It explains, in part, why The Fighter was a standout film: Christian Bale’s Academy Award-winning performance of Micky Ward’s crack-addicted brother took a racial stigma away from drugs and resonated with people on a deeper level. The movie became about a lot more than a struggling boxer's determination.
Ultimately, however, the industry will survive because talented and creative people have stories to tell. As long as that never changes, society will no longer be lacking for quality films; they just might come from Hulu or Netflix instead of the Silver Screen.
“It’s more a question of presentation, but ultimately we’re talking about fandom,” said Silver. "So what it comes down to is tapping into that inherent quality of sports, but at the same time, humanizing it in a way that’s broad enough for people to appreciate. But documentaries are movies and scripted features are movies and it really comes down to how you think it's presented and whether you find the humanity and relate to the humanity of the situation. The question now is what story to tell.”
Quite the role reversal from 40 years ago.
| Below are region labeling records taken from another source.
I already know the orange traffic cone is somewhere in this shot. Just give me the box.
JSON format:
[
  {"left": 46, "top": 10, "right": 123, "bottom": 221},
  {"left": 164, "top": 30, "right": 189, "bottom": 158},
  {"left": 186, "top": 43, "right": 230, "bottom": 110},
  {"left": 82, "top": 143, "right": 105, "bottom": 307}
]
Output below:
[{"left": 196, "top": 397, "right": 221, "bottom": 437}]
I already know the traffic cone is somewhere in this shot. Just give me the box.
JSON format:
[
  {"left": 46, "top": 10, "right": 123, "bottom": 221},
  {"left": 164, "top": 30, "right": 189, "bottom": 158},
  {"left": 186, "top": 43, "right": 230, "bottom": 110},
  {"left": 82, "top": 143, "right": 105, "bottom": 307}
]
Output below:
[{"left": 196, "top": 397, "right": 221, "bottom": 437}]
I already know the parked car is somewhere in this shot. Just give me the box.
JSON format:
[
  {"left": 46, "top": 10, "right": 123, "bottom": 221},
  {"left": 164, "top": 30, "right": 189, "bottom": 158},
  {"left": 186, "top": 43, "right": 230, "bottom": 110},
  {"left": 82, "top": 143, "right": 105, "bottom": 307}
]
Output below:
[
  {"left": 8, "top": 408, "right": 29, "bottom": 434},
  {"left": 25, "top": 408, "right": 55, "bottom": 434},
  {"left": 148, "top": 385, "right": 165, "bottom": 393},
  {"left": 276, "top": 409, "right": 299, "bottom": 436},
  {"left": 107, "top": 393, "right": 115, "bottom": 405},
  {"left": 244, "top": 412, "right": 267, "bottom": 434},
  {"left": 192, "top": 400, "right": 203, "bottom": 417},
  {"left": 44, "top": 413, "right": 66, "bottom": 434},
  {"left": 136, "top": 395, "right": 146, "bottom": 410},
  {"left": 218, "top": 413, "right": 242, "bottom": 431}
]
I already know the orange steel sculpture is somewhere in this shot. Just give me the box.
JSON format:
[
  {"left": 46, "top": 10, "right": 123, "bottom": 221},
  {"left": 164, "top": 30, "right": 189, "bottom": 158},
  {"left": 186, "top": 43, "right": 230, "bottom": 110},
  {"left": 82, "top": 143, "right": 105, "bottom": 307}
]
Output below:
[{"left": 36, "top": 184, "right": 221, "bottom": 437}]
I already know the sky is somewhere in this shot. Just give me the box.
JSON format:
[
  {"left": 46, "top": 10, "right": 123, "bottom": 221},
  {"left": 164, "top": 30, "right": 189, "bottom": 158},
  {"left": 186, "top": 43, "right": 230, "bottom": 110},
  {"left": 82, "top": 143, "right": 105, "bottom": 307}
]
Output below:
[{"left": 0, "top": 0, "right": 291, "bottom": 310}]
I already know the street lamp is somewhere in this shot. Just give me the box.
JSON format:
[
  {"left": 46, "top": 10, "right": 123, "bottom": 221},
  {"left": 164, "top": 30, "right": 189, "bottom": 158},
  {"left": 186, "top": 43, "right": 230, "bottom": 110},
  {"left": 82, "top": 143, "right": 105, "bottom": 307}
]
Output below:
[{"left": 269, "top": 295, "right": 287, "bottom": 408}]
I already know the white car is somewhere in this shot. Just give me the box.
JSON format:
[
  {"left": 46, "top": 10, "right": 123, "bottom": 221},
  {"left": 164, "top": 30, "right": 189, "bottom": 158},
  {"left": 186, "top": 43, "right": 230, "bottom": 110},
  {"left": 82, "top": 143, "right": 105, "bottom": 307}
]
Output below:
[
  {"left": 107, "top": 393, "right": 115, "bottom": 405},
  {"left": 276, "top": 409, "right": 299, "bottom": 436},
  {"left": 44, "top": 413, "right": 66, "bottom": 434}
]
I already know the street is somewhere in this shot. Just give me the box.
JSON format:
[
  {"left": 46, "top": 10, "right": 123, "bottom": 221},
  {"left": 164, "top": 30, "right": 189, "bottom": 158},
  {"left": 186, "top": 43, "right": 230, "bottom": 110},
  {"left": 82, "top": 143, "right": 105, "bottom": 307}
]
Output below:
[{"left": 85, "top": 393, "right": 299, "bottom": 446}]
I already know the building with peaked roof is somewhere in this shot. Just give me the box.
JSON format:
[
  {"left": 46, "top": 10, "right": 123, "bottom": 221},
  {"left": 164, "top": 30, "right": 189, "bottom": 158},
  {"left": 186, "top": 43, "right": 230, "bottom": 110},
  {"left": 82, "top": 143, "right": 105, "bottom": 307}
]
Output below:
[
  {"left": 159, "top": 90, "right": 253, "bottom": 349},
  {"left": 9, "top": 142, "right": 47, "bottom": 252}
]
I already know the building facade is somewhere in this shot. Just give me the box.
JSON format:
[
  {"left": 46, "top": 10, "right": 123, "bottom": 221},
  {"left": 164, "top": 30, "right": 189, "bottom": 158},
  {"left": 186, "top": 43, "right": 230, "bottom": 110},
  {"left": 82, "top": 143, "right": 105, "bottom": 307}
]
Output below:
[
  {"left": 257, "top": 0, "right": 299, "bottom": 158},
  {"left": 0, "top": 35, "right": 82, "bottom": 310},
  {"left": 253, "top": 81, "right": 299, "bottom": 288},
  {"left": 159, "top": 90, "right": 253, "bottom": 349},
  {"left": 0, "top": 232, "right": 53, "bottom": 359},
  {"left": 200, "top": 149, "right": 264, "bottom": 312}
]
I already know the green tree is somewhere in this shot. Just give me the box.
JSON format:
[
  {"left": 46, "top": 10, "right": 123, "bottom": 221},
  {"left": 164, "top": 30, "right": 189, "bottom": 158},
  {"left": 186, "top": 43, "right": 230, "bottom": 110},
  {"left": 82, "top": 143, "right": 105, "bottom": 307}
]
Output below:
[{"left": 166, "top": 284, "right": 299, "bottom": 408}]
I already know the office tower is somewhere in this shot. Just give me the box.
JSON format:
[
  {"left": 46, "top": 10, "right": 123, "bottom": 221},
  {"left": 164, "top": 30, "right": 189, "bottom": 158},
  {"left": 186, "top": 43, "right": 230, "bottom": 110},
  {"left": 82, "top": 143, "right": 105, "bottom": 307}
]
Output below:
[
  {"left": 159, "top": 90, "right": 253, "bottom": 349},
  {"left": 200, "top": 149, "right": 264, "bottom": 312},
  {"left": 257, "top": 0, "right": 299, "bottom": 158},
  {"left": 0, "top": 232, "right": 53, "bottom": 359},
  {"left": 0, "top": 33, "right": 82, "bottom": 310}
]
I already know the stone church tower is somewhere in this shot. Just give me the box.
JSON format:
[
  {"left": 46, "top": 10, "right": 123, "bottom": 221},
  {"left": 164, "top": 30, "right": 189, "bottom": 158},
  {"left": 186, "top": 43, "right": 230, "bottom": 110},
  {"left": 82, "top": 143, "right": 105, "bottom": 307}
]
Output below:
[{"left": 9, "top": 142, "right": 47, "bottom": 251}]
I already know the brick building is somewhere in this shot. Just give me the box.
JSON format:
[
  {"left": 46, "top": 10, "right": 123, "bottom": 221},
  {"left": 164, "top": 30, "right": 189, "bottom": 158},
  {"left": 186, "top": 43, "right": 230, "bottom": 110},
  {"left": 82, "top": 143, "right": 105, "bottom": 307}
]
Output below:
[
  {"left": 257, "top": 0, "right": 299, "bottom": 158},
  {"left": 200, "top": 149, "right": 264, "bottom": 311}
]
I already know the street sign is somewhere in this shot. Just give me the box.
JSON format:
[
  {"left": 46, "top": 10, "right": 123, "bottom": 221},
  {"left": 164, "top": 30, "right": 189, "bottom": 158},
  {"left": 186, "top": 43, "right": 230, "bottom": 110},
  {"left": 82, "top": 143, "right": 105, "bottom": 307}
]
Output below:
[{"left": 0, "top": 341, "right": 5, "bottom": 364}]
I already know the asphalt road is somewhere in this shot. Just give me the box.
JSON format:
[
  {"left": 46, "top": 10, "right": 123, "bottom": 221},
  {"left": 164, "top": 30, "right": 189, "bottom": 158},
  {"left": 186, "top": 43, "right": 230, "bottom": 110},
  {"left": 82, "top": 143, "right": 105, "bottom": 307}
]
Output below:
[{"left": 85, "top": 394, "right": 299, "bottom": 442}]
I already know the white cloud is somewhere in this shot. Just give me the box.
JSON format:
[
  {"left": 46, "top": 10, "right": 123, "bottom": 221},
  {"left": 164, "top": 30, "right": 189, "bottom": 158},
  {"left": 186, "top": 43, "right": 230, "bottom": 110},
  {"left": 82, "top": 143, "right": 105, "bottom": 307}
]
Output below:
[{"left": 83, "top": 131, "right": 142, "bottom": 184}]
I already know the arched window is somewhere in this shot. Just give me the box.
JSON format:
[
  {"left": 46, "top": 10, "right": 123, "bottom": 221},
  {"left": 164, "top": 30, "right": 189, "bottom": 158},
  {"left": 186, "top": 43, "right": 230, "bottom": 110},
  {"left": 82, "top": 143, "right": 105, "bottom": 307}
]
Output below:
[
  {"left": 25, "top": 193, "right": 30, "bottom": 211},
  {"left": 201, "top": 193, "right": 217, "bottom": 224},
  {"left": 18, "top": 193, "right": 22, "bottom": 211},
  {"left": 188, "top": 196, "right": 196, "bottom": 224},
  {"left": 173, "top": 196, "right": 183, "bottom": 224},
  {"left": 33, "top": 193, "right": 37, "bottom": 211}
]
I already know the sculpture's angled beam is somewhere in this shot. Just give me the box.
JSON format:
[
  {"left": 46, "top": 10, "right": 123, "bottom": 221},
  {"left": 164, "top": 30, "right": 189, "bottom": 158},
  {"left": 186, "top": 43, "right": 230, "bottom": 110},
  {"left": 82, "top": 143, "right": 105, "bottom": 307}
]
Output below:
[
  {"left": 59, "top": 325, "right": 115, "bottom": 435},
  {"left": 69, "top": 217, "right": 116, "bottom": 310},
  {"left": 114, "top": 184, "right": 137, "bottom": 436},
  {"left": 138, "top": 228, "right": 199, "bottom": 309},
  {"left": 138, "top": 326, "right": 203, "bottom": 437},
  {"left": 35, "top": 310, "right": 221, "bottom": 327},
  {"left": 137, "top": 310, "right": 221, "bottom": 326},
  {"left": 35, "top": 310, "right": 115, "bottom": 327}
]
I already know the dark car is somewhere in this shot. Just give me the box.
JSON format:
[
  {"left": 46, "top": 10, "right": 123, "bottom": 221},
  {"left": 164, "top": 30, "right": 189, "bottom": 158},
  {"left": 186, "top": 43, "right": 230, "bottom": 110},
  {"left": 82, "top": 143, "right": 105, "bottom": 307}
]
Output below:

Instead of trying to sneak sports films past studio execs, anyone now has the capability to pick up a camera and begin filming their first sports film.
That may not solve the mediocrity problem in sports films today, as the talent barrier could effectively be removed, but there is little doubt that the next great filmmakers or documentarians already have cameras, YouTube channels and laptops for editing.
Once they find the story to tell, sports movies will reemerge as a cultural force…until the next big thing comes along and complicates the process all over again.